Présidée par le député Babacar Ndiaye, la rencontre s’est tenue dans la salle Marie Joséphine Diallo. Elle a réuni Elimane Habi Kane, directeur exécutif de Legs-Africa, et Fabian Heppe, représentant de la Fondation Heinrich Böll au Sénégal. L’objectif : sensibiliser les parlementaires, notamment ceux des commissions de la Pêche, des Ressources naturelles, de l’Environnement et des Finances, aux enjeux de la création de ce fonds.

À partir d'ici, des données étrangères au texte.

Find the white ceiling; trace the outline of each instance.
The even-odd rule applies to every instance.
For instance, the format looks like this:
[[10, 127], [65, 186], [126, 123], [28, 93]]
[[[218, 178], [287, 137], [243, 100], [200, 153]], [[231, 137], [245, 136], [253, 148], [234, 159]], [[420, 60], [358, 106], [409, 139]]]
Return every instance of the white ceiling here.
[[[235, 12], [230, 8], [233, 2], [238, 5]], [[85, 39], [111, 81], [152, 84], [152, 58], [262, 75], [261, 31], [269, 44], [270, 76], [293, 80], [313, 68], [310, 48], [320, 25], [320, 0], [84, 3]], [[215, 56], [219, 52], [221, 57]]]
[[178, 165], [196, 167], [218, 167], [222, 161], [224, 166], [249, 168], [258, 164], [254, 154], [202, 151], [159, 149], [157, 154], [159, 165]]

Les intervenants ont mis en avant les défis croissants auxquels font face les écosystèmes côtiers sénégalais. L’érosion, particulièrement visible à Mbour, a déjà englouti des plages et menace des milliers d’emplois dans la pêche et le tourisme. En mai dernier, le Sénégal a validé sa Stratégie nationale des Aires marines protégées 2026-2030. Et le 25 juin 2026, l’Assemblée nationale a adopté l’accord BBNJ pour la conservation de la biodiversité en haute mer, illustrant une volonté politique d’agir sur le front marin.
L’atelier de ce mercredi vise à transformer cette dynamique en acte législatif. Les organisateurs espèrent que les députés porteront une proposition de loi pour institutionnaliser le Fonds Bleu, présenté comme un levier pour renforcer la résilience des populations côtières. « Nous devons concilier développement économique et préservation de l’environnement », a déclaré Elimane Habi Kane.